DeFi Attack

Some of the strongest Decentralised Finance use cases to date are borrowing and lending protocols. The transition to a fully-mature economy that includes lending will place blockchain-based finance center-stage, bringing many new investors — and borrowers — to the DeFi space.

With the much lower interest rates compared with traditional borrowing services, alongside other qualities such as speed and transparency, it is no wonder why the DeFi market is expected by many to be the future of finance.

However, these new products and services are not without risk.

DeFi protocol xToken announced it suffered an exploit, through which $24.5 million in SNX and BNT tokens were drained by an attacker using flash loans. Flash loans are a new type of near-instant, un-collateralised lending made possible with blockchain technology. While these loans have gained popularity, they also have made multiple recent headlines for the wrong reasons, as they are being used to exploit several vulnerable DeFi protocols.

Flash loan attacks are where a cyber-thief takes out a flash loan from a lending protocol and uses it alongside various types of gimmickry to manipulate the market in their favour. They can be used to get access to large amounts of funds at a cheap rate because the crypto is repaid instantly.

In this case, the malicious actor found a weakness in the smart contract, which gave them the ability to sell wrongly minted tokens. Many of the smart contracts that govern the loans in DeFi rely on price oracles to input the value of the assets at any given time. There is no guarantee that these are accurate, which means users could lose millions.

Users could lose millions to malicious actors.

Currently, due to the fact that the smart contracts are immutable in nature, if the oracles push inaccurate data to the contract, the contract will result in a incorrect execution and end up favouring some malicious actor, and there is nothing to undo this procedure in the market.

These type of attacks don’t just result in stolen funds, they can severely damage a projects reputation and resources, as shown by xToken’s TVL dropping by roughly 30% to $63M.

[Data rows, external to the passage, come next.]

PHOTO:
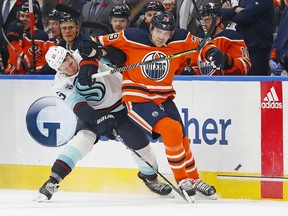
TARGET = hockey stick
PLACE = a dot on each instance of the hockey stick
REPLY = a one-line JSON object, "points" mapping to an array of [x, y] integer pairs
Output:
{"points": [[120, 139], [32, 32], [205, 40]]}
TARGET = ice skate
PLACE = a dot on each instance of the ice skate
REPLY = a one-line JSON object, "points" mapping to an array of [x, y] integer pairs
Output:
{"points": [[205, 190], [187, 188], [47, 190], [156, 186]]}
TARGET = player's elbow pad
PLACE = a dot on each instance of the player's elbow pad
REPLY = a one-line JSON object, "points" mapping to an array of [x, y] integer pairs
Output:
{"points": [[116, 56], [84, 112], [228, 62]]}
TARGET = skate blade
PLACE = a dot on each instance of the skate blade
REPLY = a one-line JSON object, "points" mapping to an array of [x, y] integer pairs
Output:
{"points": [[169, 196], [40, 198], [201, 196], [190, 199]]}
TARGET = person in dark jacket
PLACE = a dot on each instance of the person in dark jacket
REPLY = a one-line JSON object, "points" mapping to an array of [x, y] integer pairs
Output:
{"points": [[254, 21]]}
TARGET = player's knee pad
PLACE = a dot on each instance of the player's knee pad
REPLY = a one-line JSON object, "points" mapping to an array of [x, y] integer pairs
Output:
{"points": [[78, 147], [148, 154]]}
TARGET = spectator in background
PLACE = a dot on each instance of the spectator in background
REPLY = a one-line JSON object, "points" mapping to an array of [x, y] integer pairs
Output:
{"points": [[281, 4], [230, 42], [279, 53], [149, 10], [23, 59], [185, 14], [255, 23], [120, 17], [54, 25], [70, 31], [8, 14], [136, 9], [97, 11]]}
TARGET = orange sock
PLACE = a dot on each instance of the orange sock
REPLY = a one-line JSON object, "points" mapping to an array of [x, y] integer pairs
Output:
{"points": [[171, 133], [191, 167]]}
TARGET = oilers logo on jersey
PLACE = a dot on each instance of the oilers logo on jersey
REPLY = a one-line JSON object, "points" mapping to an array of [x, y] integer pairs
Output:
{"points": [[156, 71]]}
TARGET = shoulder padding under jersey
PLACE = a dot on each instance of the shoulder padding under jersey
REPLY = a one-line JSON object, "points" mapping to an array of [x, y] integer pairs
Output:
{"points": [[179, 34], [116, 56], [137, 35], [231, 34]]}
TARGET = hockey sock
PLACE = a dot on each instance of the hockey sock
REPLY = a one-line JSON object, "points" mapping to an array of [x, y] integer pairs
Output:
{"points": [[191, 167], [171, 132]]}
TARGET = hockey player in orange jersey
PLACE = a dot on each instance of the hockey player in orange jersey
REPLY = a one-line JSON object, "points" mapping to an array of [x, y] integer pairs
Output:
{"points": [[230, 42], [20, 50], [148, 91]]}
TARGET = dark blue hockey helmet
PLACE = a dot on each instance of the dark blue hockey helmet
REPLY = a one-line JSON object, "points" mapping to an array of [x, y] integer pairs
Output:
{"points": [[67, 17], [120, 10], [154, 6], [164, 20], [209, 9]]}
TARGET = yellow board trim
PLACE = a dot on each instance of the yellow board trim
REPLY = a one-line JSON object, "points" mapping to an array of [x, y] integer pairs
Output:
{"points": [[114, 180]]}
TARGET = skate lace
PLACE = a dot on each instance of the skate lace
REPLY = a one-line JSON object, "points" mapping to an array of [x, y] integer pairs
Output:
{"points": [[186, 184], [52, 188], [202, 186], [157, 186]]}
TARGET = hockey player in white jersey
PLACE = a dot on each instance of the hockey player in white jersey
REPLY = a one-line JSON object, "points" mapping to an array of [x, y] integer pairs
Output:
{"points": [[100, 112]]}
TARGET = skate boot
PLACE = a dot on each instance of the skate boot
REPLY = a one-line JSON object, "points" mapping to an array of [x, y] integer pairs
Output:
{"points": [[47, 190], [156, 186], [205, 189], [187, 188]]}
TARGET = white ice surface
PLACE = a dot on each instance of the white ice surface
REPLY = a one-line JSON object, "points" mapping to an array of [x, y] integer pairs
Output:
{"points": [[19, 202]]}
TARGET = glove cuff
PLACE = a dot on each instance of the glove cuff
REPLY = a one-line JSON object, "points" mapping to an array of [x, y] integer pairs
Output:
{"points": [[88, 62], [228, 62]]}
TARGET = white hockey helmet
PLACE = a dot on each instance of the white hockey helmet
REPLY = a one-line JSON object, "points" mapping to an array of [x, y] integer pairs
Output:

Michael J Cohen, xToken’s founder observed, “DEFI CAN BE BRUTAL AND WE IMAGINE IT’LL TAKE US SOME TIME TO REGAIN THE TRUST OF OUR STAKEHOLDERS. HOWEVER, WE FULLY INTEND TO PUT IN THE WORK AND WE HOPE WE CAN REGAIN YOUR TRUST OVER TIME”.

ASTRA would prevent malicious actors from using flash loans to instantaneously borrow, swap, deposit and again borrow large numbers of tokens. ASTRA ensures that any disagreements can be resolved and that the borrower and lender are never out of pocket.

If a transaction results in one party being unhappy with the outcome, it will be reviewed by multiple independent experts, with the majority decision determining the outcome. The decision and funds are then passed back to the relevant parties.

The ability to exploit smart contract weaknesses as well as other malicious methods of obtaining funds would be removed from the DeFi market with ASTRA.